The defeat of a Liberal Democratic Party House of Councillors candidate in the Okinawa constituency earlier this month has cast a shadow over the ruling party, as the result had been viewed as a prelude to the autumn gubernatorial race in the prefecture.
In the July 10 upper house election, incumbent Yoichi Iha defeated the LDP candidate Genta Koja by a narrow margin of 2,888 votes.
Iha was backed by both conservative and left-wing forces in a political bloc known as All Okinawa, of which Okinawa Gov. Denny Tamaki is a member.
The defeat in Okinawa has prompted the LDP to work on a new strategy for the gubernatorial election, for which campaigning officially starts on Aug. 25 with polling day on Sept. 11.
The LDP’s Okinawa prefectural chapter launched preparations for the gubernatorial race at a meeting of its executives on July 15, during which they assessed the upper house election result and reaffirmed their intention to back Atsushi Sakima, a former mayor of Ginowan in the prefecture.
The chapter plans to present its request for official support to party headquarters in Tokyo in the near future.
Of the four mayoral elections held in Okinawa Prefecture from January to April, LDP-backed candidates won them all.
The LDP had hoped to win a seat in the Okinawa constituency in the upper house race, and then face the gubernatorial election with the wind in its sails, but the LDP’s momentum has been damped by the defeat of Koja, who was supported by Sakima on the campaign trail.
Even when LDP-backed candidates have won mayoral and local elections in the prefecture in recent years, All Okinawa-backed candidates have often come out on top in prefecture-wide gubernatorial and national polls.
Nevertheless, Sakima is upbeat. “I think each election is different. I’d like to do my best,” said the former Ginowan mayor, who was defeated by Tamaki by a margin of about 80,000 votes in the gubernatorial election four years ago.
There is a growing sense of urgency in the LDP chapter, whose members think Tamaki’s advantageous position as an incumbent will mean a tougher contest in the gubernatorial race, compared to the upper house election.
The fact that former LDP lower house lawmaker Mikio Shimoji has also announced his intention to run is another cause of concern for the ruling party.
The party expects Shimoji to secure a share of the conservative votes, based on the strong turnout in the upper house election for the right-wing Sanseito party, which got about 22,000 votes in the prefecture.

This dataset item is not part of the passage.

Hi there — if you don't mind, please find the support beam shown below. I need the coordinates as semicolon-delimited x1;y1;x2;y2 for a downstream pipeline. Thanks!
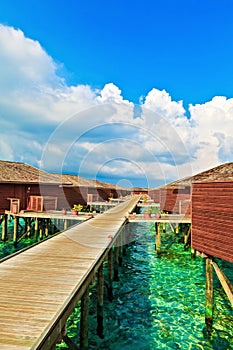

According to the LDP’s analysis, Koja put up a good fight in Naha, which has many independent voters, but suffered in other parts of the prefecture.

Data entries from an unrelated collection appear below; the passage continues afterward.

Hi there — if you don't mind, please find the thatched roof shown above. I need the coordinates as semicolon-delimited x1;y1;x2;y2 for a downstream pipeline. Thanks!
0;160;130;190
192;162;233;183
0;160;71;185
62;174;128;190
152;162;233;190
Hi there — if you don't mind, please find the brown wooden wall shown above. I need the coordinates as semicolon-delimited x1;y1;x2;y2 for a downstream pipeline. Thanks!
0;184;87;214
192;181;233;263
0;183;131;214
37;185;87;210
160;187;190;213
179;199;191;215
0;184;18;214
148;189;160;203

Sakima is likely to follow the party line on the plan to relocate the U.S. Marine Corps’ Futenma Air Station in Ginowan to the Henoko area in Nago in the prefecture, and is expected to focus his campaign on economic development while touting his connections with the central government and ruling parties.
The All Okinawa camp also feels a sense of urgency regarding the upper house election result.
The movement initially rallied both conservative and left-wing forces, but a growing number of right-wing members in the informal group have been distancing themselves amid protracted conflicts with the central government.
The chairman of a major company in the prefecture, who had been a leading figure in the All Okinawa movement and led a group of Tamaki supporters, got behind the LDP-backed candidate in the upper house election.
Iha lost more than 80,000 votes in the latest election, compared to the upper house poll six years ago.
“We’ll take a good look at the [election] result and prepare ourselves for the upcoming gubernatorial race,” Tamaki said.
Some All Okinawa backers have said the group must also promote economic policies that appeal to independent voters, as well as its signature policy of opposing the Futenma air base relocation plan.